Le jeune contre-ténor polonais Rafal Tomkiewicz s’acquitte avec brio du rôle-titre. Vêtu d’un élégant manteau bleu, épée au côté, il enchaîne les airs dans le premier acte. Le O cara notte et le Notte amica qui suit régalent d’emblée nos oreilles : phrasé fluide, aigus moelleux… Il brille dans le Non sa temere, entouré des créatures inquiétantes qui suivent Melissa ; le finale enlevé est salué de généreux applaudissements. Le finale du premier acte donne lieu à un numéro scénique envoûtant, dans lequel le héros s’empare de la nappe de fils d’un terminal, tout en débitant les ornements du O rendetemi il mio bene, qui mobilise un large ambitus, sous la surveillance implacable du drone, un moment lui aussi très applaudi. Au second acte, il développe des couleurs fraîches et joyeuses dans le Sussurrate onde vezzose, aux aigus charmeurs. Dans cet acte, mentionnons aussi le duo de son affrontement avec Melissa (Crudel tu non farai), soutenu par un orchestre survolté et couronné d’applaudissements.

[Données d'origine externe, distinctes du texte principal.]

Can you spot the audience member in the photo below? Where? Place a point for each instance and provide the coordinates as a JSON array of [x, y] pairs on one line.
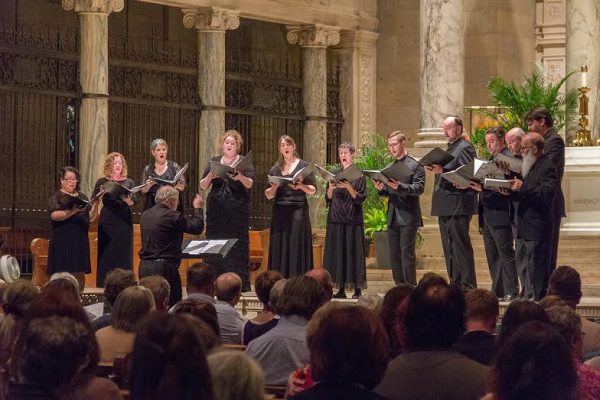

Yulia Sokolik © Anna Kolata

L’alto d’origine russe Yulia Sokolik constitue indéniablement le second point fort de cette distribution. Son Dardano est d’une crédibilité stupéfiante, tant au plan physique (pantalon et justaucorps, épée au côté, cheveu court et fine moustache) qu’au plan vocal, grâce à un timbre étonnamment androgyne. C’est d’ailleurs elle qui lance le premier air, Pugnerò contro del fato, avec un abattage impressionnant dans les ornements. Son air du second acte, Pena tiranna, en duo avec le basson, dans lequel elle déploie un legato impeccable, constitue un sommet de cette représentation, souligné par de chaleureux applaudissements d’un public enthousiaste.

Les deux autres interprètes féminines s’acquittent également de leur rôle avec les honneurs. Enveloppée dans une gaze vaporeuse ornée de fleurs, la soprano Serafina Starke incarne avec conviction une Oriana tendrement amoureuse (magnifique Gioie, venite in sen, où les danseurs agitent des papillons autour d’elle) mais torturée par les épreuves infligées par la magicienne (désespoir déchirant du S’estinto è l’idol mio, reproche du Ti pentirai crudel). Les ornements des reprises sont particulièrement brillants, et lui valent des applaudissements mérités. Signalons encore, au troisième acte, le duo très réussi avec Amadigi, chacun attaché loin de l’autre (Cangia al fine il tuo rigore).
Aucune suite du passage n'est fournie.